Este mesmo padrão se repete na política brasileira. Quando um chefão graúdo da política é flagrado e denunciado por corrupção, a punição que recebe é ser afastado do cargo. E sempre com homenagens e agradecimentos pelos relevantes serviços prestados.

Depois, o que acontece com o chefão da corrupção? Ele continua no poder, fazendo os mesmos negócios escusos, ganhando mais dinheiro, instalado em gabinetes e hotéis de luxo, apoiando correligionários e perseguindo adversários. E zombando da justiça, rindo da nossa cara, das pessoas que trabalham e pagam impostos.

Ah! Tem uma diferença! Tem uma diferença importante! Eles nem chegam a ser julgados, nem condenados e muito menos são presos. Vivem livres e soltos, mandando e desmandando, adulados por seus partidos e outros beneficiários da corrupção. São até mesmo nomeados para outras funções de destaque e outros cargos públicos. Depois são apoiados com propaganda e com todo o dinheiro que precisam para se reeleger.

E o pior de tudo: os chefões da corrupção indicam, promovem, impõem a nomeação de juízes para os tribunais que deveriam julgá-los e condená-los.
Este é o círculo vicioso e vergonhoso da corrupção e da impunidade no Brasil.

Corrupção – em escala menor ou maior – existe em todo lugar e desde que o mundo é mundo. A diferença no Brasil de hoje é que a corrupção se tornou uma pandemia disseminada como estratégia de poder, que contaminou todos os níveis e todas as esferas do governo e dos serviços e políticas públicas.

A corrupção passou a ser imposta à sociedade como a única forma de fazer política no Brasil e de governar. Tudo e todos têm de pagar o imposto da corrupção, que rouba o dinheiro da saúde, da segurança, da merenda escolar e da educação.

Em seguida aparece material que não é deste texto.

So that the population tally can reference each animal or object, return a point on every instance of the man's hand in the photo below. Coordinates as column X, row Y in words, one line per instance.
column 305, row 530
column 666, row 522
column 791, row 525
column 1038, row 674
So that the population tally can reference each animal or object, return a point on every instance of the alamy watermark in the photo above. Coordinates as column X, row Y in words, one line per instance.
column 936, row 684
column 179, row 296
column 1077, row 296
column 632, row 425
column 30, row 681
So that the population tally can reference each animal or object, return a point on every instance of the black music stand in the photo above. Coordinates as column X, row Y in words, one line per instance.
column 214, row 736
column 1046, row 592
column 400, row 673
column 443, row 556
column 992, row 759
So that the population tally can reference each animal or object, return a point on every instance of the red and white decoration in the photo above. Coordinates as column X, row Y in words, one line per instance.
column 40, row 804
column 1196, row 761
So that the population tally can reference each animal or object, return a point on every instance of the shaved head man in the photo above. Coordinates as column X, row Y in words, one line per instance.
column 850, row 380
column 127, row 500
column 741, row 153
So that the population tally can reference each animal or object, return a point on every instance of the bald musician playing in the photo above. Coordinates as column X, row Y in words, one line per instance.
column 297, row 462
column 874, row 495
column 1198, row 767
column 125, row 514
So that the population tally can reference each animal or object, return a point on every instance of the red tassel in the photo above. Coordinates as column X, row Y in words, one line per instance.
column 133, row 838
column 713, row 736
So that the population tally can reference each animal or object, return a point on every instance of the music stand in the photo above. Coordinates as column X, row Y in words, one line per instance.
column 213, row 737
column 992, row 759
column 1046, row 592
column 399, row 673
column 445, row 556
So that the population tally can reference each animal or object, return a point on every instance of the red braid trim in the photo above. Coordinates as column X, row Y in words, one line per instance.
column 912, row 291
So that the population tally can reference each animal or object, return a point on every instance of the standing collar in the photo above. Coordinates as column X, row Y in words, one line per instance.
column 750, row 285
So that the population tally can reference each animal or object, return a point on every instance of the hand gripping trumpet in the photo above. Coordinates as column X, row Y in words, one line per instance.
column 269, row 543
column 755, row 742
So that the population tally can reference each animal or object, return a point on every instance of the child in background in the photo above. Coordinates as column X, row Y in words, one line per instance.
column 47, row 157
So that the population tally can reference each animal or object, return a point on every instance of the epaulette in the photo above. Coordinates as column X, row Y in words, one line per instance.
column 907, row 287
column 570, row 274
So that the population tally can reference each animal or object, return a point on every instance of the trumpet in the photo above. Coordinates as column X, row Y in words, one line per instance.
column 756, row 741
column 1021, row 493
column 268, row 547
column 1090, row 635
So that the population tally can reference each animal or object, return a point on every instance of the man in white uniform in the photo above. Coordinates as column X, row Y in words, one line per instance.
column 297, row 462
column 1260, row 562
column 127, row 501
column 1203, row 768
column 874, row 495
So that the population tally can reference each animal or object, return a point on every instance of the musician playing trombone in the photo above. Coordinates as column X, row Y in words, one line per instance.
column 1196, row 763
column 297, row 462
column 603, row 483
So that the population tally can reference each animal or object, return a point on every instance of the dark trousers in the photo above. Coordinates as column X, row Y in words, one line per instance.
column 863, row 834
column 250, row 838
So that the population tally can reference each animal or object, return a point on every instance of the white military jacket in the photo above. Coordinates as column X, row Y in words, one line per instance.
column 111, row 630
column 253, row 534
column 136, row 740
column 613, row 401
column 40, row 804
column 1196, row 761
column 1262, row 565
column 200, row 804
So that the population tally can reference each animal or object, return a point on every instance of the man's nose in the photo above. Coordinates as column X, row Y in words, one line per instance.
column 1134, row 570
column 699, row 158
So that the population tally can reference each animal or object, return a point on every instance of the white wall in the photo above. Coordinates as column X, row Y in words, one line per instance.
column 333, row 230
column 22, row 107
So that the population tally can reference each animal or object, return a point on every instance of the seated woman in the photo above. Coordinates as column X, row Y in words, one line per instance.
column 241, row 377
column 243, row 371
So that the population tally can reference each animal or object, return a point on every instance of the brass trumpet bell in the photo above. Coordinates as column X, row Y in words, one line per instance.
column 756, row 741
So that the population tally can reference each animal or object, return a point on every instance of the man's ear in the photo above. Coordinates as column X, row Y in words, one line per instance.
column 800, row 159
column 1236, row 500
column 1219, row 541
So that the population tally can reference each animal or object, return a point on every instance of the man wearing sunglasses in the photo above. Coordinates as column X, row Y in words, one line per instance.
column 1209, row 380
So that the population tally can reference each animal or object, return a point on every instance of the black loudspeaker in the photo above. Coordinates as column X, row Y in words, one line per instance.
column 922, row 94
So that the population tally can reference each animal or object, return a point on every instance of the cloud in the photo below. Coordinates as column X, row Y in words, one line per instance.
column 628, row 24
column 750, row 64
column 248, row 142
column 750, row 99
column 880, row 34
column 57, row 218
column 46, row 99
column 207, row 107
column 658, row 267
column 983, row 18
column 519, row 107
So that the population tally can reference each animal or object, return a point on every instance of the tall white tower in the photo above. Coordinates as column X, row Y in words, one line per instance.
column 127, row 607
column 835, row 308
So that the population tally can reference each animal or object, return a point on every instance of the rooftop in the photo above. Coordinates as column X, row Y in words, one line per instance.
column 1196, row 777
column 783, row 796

É para lutar contra isso que estão sendo organizadas manifestações nesta quarta-feira, dia 12 de outubro em todo o país. É para construir um sistema político melhor, que puna a corrupção e combata a impunidade.

É por isso, que a agenda dos movimentos contra a corrupção começa pela aplicação da Lei da Ficha Limpa, pelo fim do voto secreto no Congresso Nacional, pelo limite à imunidade parlamentar, pela agilidade de julgamento nos casos de corrupção e pelo aumento das penas para corruptos e corruptores.

É por isso que não basta demissão. Tem de ter prisão!

Esta será uma campanha dura e longa. Há uma grande inércia política no país. Milhões de pessoas são beneficiárias desse sistema de poder corrupto. Muitos querem manter a qualquer preço empregos, bolsas, contratos e privilégios. Outros tantos temem sofrer retaliações.

Mas nós vamos perseverar, vamos aumentar a grande onda contra a corrupção e a impunidade. Vamos mobilizar mais gente e organizações, vamos convocar entidades independentes como a ABI, a OAB e a CNBB, que fizeram um manifesto no dia 7 de setembro, mas precisam se envolver mais nesta luta.

Vamos em frente na rede e nas ruas! Vamos vencer os chefões da corrupção e afirmar a democracia no Brasil! Vamos por cada vez mais pressão nos bandidos do poder!